If it gets the go-ahead, it would be the first time any nuclear power has considered the health impact of the weapons on descendants of those who took part in their development.

The only other research ever done was on birth defects in children born in Hiroshima and Nagasaki after atom bombs were dropped on the cities at the end of the Second World War, and that ended in 1954.

A mushroom cloud rises over the Pacific moments after the detonation of a British hydrogen bomb in 1957 (Mirrorpix)

Mr Mercer also pledged to consider introducing a US-style automatic war pension payout for nuclear test veterans similar to the programme introduced by Ronald Reagan in the 1980s.

Under it, any veteran who can prove service at a US test and later developed one of 25 radiogenic illnesses qualifies for a $76,000 payout.

Some British veterans ordered to serve at American tests have qualified for it, although their own government in the UK has fought against all claims for compensation. It also expects every test veteran to provide evidence of their radiation dose, although many of them never had one taken and the MoD holds the records of those that it did check on.
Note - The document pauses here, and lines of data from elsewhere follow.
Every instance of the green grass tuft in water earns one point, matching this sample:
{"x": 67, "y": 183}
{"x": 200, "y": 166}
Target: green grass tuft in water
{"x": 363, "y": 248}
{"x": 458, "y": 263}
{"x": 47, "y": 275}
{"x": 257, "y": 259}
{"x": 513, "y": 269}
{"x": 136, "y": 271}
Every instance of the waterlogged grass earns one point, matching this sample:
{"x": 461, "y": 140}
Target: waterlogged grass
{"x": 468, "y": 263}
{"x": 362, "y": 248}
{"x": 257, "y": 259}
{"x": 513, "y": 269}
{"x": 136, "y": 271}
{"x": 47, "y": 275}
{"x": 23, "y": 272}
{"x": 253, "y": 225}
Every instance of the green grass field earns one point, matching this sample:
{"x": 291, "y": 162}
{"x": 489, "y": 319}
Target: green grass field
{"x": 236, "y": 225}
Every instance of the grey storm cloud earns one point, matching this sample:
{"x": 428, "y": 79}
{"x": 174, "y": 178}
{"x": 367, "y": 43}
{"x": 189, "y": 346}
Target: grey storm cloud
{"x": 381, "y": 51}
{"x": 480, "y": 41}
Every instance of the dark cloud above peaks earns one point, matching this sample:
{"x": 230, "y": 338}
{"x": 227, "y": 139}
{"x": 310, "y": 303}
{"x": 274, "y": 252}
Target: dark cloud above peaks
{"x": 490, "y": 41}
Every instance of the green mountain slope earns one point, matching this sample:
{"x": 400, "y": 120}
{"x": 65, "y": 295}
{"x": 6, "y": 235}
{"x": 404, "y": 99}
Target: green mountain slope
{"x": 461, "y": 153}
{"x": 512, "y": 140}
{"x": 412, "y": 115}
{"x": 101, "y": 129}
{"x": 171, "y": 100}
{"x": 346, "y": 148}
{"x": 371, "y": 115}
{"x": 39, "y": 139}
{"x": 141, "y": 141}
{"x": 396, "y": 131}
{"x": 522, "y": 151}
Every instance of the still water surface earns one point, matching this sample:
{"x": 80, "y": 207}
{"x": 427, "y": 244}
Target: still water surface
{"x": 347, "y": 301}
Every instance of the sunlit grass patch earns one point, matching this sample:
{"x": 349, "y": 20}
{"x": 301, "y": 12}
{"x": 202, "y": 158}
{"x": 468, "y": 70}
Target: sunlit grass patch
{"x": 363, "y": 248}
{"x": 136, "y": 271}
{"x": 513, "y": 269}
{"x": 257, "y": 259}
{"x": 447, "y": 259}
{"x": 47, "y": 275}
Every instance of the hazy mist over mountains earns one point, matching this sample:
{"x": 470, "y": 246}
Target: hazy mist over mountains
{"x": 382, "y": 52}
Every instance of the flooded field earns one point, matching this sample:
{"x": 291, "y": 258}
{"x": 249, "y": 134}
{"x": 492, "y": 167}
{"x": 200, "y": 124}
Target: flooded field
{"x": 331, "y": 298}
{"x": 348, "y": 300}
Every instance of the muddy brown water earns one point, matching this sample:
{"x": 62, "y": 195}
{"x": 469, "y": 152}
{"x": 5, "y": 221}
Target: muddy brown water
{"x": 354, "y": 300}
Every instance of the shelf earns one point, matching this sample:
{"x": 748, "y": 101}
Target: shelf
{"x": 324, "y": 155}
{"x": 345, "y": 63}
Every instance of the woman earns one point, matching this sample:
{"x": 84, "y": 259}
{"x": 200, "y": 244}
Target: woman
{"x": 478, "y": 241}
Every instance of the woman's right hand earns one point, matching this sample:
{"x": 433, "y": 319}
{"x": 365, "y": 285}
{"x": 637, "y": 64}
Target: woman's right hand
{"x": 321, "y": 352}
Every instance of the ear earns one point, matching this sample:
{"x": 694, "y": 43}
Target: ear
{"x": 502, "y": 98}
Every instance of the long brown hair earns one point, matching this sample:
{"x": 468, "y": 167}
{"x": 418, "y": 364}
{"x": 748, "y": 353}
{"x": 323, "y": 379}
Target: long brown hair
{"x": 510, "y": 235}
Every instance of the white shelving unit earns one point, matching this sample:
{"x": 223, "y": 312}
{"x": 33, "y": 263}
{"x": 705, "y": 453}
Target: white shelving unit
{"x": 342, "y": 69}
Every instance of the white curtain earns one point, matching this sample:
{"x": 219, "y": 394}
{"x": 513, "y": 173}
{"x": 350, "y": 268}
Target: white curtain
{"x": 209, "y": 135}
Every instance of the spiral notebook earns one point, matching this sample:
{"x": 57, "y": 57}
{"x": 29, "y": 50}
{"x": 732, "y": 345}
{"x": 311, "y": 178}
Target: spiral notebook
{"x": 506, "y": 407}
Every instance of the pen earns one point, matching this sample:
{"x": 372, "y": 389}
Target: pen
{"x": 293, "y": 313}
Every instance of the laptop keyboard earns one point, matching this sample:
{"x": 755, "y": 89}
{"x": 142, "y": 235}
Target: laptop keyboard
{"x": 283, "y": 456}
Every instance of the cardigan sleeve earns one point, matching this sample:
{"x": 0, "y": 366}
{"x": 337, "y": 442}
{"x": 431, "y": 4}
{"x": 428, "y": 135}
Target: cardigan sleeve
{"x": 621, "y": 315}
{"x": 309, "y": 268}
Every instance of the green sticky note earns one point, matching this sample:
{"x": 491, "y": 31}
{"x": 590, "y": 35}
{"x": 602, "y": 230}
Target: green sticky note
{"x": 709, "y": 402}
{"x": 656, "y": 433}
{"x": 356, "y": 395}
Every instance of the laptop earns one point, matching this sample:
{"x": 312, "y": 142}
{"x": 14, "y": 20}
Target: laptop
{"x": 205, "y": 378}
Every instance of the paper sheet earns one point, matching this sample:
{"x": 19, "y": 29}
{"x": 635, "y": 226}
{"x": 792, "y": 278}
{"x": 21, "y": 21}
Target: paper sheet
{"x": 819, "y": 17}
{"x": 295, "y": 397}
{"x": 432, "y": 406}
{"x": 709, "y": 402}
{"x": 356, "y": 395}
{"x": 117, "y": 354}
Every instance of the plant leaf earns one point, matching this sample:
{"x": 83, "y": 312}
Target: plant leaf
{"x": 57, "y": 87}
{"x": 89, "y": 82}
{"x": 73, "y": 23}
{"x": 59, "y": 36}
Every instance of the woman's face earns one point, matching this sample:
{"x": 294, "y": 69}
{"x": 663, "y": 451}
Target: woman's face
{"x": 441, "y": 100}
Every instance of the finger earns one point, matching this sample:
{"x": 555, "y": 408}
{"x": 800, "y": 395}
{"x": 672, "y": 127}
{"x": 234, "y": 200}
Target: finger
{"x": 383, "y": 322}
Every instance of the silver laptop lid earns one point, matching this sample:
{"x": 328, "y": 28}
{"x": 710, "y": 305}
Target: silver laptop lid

Vets Minister Johnny Mercer is weighing up whether and how to look into the genetic legacy of the weapons trials (Plymouth Herald / SWNS.com)

Steve Purse, 47, was born with stunted limbs, a curved spine and one leg bent 45 degrees the wrong way.

Doctors have never been able to define his condition. He said a study like the one Mercer is considering would be “the first glimmer of hope” for a solution to his problems.

“They’ve never considered us, but there are thousands of us not just with illnesses that take a few pills but lifelong, debilitating conditions,” he said.

“If they start to count us, for the first time, then the next step may be studies into how to actually fix, or limit, the problems we’ve got.”

Members of the press and naval ratings aboard HMS Alert 35 miles offshore of Malden Island, Kiribati, before the explosion of the Grapple X bomb (Mirrorpix)
Steve Purse's father David Purse, pictured, was present at plutonium tests Maralinga (Julian Hamilton/Sunday Mirror)

His dad David was a flight lieutenant in charge of the airfield at Maralinga, South Australia, during hundreds of highly toxic explosions of atomic detonators in the 1960s called the 'minor trials'.

The tests involved exploding and burning radioactive material including plutonium, uranium, scandium, lead and beryllium over more than 70 acres of Outback in a 10 year period. The aim was to improve components of the bombs, and to study what might happen in the event of an accident.

Steve, an actor, resigned himself to never having children, but recently married and is now expecting his first child in late spring.

He said: “It’s always at the back of your mind, will there be something wrong. At the 20-week scan they said the baby’s limbs were the right length and everything looked normal.

"But my child deserves to know as much as possible as he grows up, so this study can only be positive.”

Previous governments have ruled it is too difficult to find descendants of the servicemen at the tests.

But Public Health England has assured campaigners that, as test veteran health records have all been flagged for research, it is possible to trace their children and assess their health for the first time.